Is the proper interpretation of temperature missing in this book?

Question

In Randall T. Knight’s textbook “Physics for Scientists and Engineers” in the first chapter on thermodynamics (Ch. 16: A Macroscopic Description of Matter) one of the first conceptual questions is stated like so:

The sample in an experiment is initially at $t_1$°C. If the sample’s temperature is doubled, what is the new temperature in °C?

The answer to that implies the reference to absolute temperature (for simplicity, to one significant figure, as the book required), i. e.:

$t_2°C = (T_1 × 2)K - 273 = (t_1°C + 273) × 2 - 273$.

I understand that the whole idea of this question to reiterate to the pupil that we ought to think of temperature as a specific physical property, and not in an everyday sense, but I am confused about the wording. In the section on temperature author writes:

We will begin with the commonsense idea that temperature is a measure of how “hot” or “cold” a system is. These are properties that we can judge without needing an elaborate theory.

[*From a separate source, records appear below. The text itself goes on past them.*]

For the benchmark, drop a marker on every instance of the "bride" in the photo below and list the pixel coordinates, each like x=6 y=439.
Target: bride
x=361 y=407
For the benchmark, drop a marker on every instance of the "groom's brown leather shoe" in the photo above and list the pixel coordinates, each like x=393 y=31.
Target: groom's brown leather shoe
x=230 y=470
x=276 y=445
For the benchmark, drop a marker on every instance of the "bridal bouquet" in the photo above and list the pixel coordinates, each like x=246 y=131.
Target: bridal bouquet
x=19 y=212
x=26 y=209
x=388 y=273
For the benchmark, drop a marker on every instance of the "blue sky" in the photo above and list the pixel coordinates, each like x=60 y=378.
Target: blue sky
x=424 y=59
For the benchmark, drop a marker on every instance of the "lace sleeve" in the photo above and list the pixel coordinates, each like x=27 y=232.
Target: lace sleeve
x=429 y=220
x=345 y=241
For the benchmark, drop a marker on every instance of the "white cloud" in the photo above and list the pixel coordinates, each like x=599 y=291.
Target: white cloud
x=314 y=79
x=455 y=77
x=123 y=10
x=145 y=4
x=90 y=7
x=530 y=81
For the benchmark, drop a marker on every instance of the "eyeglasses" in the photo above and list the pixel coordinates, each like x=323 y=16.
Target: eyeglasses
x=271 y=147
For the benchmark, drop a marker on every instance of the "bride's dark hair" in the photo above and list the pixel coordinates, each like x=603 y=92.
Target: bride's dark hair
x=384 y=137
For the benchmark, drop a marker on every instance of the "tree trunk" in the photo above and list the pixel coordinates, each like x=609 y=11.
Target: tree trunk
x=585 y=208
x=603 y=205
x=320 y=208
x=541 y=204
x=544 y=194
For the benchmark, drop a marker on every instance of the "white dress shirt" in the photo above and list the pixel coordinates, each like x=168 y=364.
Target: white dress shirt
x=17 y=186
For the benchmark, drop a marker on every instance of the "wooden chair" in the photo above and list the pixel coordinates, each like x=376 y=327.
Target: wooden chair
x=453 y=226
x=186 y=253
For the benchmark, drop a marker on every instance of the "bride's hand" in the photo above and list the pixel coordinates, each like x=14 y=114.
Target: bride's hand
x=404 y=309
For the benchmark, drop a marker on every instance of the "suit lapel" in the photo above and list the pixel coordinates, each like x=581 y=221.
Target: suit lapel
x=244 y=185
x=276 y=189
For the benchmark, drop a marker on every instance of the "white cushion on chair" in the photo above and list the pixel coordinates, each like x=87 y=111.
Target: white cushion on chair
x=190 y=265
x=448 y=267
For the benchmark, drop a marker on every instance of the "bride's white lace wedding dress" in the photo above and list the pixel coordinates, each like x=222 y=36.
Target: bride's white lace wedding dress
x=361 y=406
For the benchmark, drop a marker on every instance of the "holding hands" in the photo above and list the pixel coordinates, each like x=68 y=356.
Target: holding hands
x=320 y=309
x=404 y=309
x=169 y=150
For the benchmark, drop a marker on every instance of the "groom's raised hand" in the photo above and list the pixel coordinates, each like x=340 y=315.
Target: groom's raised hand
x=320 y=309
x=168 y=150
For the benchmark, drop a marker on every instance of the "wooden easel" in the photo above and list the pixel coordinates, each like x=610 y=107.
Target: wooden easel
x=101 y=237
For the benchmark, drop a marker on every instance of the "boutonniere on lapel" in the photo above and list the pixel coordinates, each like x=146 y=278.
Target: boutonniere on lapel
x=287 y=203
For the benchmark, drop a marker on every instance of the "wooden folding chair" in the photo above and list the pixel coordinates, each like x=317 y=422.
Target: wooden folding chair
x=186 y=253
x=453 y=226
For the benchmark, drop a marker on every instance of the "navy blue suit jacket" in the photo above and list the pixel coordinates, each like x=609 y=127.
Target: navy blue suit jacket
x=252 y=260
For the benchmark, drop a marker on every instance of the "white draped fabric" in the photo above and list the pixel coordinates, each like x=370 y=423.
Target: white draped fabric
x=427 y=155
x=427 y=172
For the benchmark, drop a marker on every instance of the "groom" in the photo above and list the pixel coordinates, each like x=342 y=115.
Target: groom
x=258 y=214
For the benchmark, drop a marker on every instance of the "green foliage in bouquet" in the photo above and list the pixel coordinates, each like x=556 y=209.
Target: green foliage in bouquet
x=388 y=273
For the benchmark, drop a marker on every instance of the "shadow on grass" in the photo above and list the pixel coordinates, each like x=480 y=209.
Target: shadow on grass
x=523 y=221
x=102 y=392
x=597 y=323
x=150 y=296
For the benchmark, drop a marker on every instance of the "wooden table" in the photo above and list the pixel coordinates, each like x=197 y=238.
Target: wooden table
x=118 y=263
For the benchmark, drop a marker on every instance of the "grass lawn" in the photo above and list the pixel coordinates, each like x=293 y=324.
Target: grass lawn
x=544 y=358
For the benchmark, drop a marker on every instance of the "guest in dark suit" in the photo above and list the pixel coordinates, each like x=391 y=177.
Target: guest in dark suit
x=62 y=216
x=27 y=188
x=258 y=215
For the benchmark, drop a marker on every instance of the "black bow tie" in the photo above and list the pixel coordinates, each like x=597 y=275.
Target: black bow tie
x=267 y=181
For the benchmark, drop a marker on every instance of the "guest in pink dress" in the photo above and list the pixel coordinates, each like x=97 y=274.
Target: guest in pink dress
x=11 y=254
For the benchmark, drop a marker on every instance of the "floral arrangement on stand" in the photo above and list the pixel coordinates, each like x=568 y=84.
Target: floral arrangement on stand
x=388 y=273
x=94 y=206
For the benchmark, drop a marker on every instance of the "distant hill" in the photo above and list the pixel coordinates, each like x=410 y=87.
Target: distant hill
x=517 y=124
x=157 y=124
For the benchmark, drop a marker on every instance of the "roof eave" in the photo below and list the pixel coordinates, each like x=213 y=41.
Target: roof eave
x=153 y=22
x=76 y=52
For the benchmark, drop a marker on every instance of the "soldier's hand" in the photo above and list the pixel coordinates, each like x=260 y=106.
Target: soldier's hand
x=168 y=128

As we develop these ieas, we’ll find that temperature T is related to a system’s thermal energy. […] We’ll study temperature more carefully in Chapter 18 and replace these vague notions of hot and cold with a precise relationship between temperature and thermal energy.

That is, as yet we are still at the stage of “vague notions”. Few paragraphs later Knight introduces Kelvin scale but nowhere there or in between does he specifically insists on that idea I mentioned after the formula. At least not that I can see.

Am I missing something that should be obvious to me, and I fail to grasp it instantly because my brain is depleted by 50+ hours a week of studies? Am I just plain stupid, because to my eternal shame it took me way too long to figure it out? Or was there a better way to home onto that idea by an author: what do other textbooks say on that topic, how do they word this concept? Is the question logically flawed or confusing, or is it the common way of describing the situation in scientific literature?

Answer 1

The question is meant to remind the student that the temperature relevant to physics is the absolute temperature in Kelvin, and not the temperature in relation to the triple point of water (in degrees Celsius).

That is, the zero point of absolute temperature is well-defined as the state without any thermal energy, and doubling absolute temperature is hence related to doubling the thermal energy. The zero point of the Celsius scale, however, does not relate to thermal energy in this way.

The formula given as a solution first converts degrees Celsius into Kelvin (absolute temperature), then doubles the temperature (something that is only sensible if done in Kelvin, not if done in degrees Celsius) and then converts it back to degrees Celsius.

That doubling the temperature is not a sensible thing to do in degrees Celsius, take the triple point of water minus $0.01^\circ\textrm{C}$, that is, $0^\circ\textrm{C}$. If you double this ‘temperature’, you get $0^\circ\textrm{C}$ again. However, if you double the thermal energy of the system and then convert it to degrees Celsius, you get $273.15^\circ\textrm{C}$ (modulo phase transitions occuring in between). If you do the same calculation in Kelvin, everything works out fine.

However, I have to agree that the question appears a little convoluted, as ‘doubling the temperature in degrees Celsius’ is not something I would even think of doing, and hence trying to lure the student into a trap by asking him to do so appears…strange.

Answer 2

The point of the exercise is simply that the answer is not $2t^{\circ} C$. They want you to understand that Celsius temperatures do not double because Celsius puts $0$ at the wrong reference point. It's an affine transformation, not a linear one. Imagine a plane, with units Kelvin on the $x$-axis and units Celsius on the $y$-axis. To convert from one to the other, you use a line that doesn't cross through the origin (because ${}^{\circ} C$ isn't $0$ when $K$ is 0). This line is of course roughly $C=K-273.15$. When you double temperature, you double your horizontal position (i.e, Kelvin). Seeing where that puts you on the line, it's clear that it didn't double your vertical position (i.e, Celsius).

If you understand why you have to convert to Kelvin first, then you've understood everything the exercise was trying to tell you.